Uriel Shows Ezra the End Before the Beginning
Ezra cannot sleep in Babylon and demands to know why Israel suffers. Uriel takes him back before creation to show how the ending was always built in.
Table of Contents
The Man Who Could Not Stop Calculating
Thirty years after Babylon burned Jerusalem to the ground, Ezra lay on his bed in the city of his captors and could not sleep. His mind would not stop. Everywhere he looked, the arithmetic of the covenant came out wrong. God had chosen Israel. God had given them the Torah, bending the heavens and shaking the earth to do it, passing his glory through four gates of fire and earthquake and wind and ice. He had picked one vine from every forest, one lily from every field.
And then delivered them to Babylon.
Meanwhile, the nations who had received no Torah, who had made no covenant, who had never stood at Sinai, ruled. They devoured. They built empires on the ruins of what had been given to Israel. The math did not work. Ezra did not want comfort. He wanted the equation explained.
Before the Portals of the World
The angel Uriel arrived. Not to comfort but to demonstrate. He took Ezra back to a time before the world existed, before the portals were in place, before the winds blew or thunder sounded, before the innumerable hosts of angels were gathered, before paradise was laid or its flowers were seen. Before the beginning of anything.
"I planned these things," God said through the angel, "and they were made through me and not through another. Just as the end shall come through me and not through another."
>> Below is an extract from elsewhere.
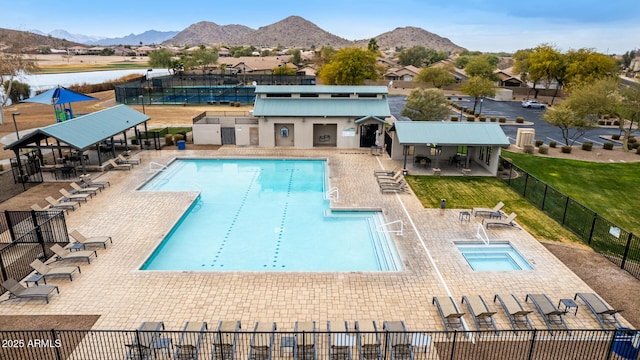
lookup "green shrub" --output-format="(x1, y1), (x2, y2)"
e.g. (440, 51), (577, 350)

This was not an answer to why. It was an answer to who. The one who had made the covenant was the same one who had allowed the catastrophe. The same author. The same architect. If Ezra wanted to understand the ending, he had to understand that the beginning and the ending had the same source.
The Question About the Womb
Uriel gave Ezra a test. "Can you weigh fire? Can you measure the wind? Can you bring back yesterday?" Ezra said: "No one can do that."
"Then I cannot tell you why Israel suffers and the ungodly prosper," Uriel said. "The questions are the same kind. You are asking to understand something that operates on the level at which fire is weighed and wind is measured. Your mind was not built for that altitude."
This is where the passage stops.